Safety and pharmacokinetics of the orally available antiprionic compound PRI-002: A single and multiple ascending dose phase I study

Alzheimers Dement (N Y). 2020 Mar 20;6(1):e12001. doi: 10.1002/trc2.12001. eCollection 2020.

Abstract

Introduction: PRI-002 is an orally available anti-amyloid beta (Aβ) prionic compound developed for direct disassembly of toxic Aβ oligomers relevant to Alzheimer's disease.

Methods: Two placebo-controlled clinical phase I trials with oral dosing of PRI-002 were conducted in healthy young subjects: A single ascending dose trial (4, 12, 36, 108, or 320 mg PRI-002 or placebo) in 40 participants followed by a multiple ascending dose study with daily 160 mg PRI-002 for 14 days or 320 mg for 28 days in 24 participants. The main objectives were safety, tolerability, and evaluation of pharmacokinetic (PK) parameters.

Results: PRI-002 was safe and well tolerated after single and multiple oral administration up to the highest doses. PRI-002 was absorbed rapidly and drug exposure increased proportional to dose.

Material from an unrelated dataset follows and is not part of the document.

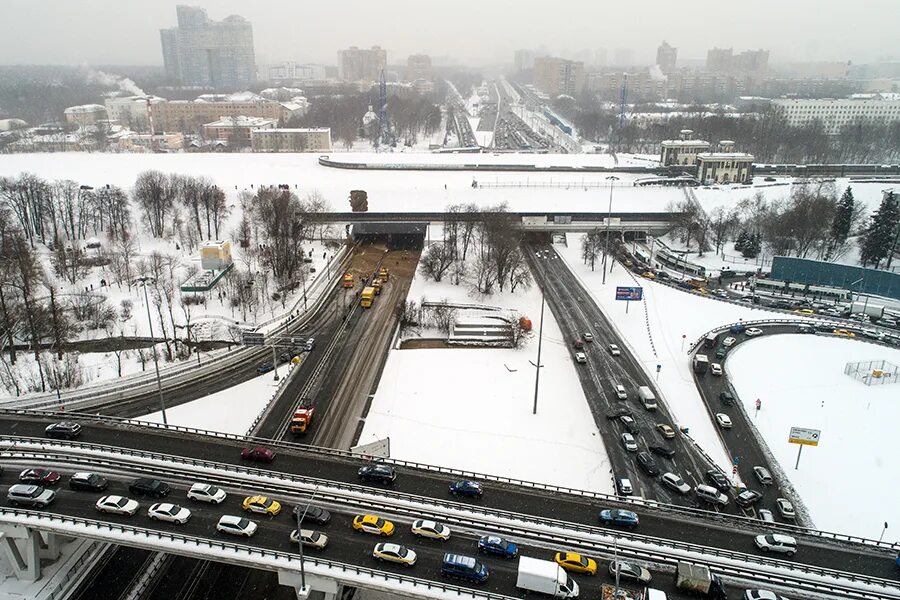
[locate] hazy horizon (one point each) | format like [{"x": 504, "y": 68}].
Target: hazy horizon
[{"x": 98, "y": 32}]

During repeated daily administration, the drug accumulated by a factor of about three. Steady-state conditions were reached after 1 to 2 weeks.

Conclusions: The safety and PK results encourage further clinical development of PRI-002.

Keywords: Alzheimer´s disease (AD); MAD; PRI‐002; SAD; anti‐Aβ‐prionic; first‐in‐human (FIH); multiple ascending dose; pharmacokinetics; phase I; safety; single ascending dose.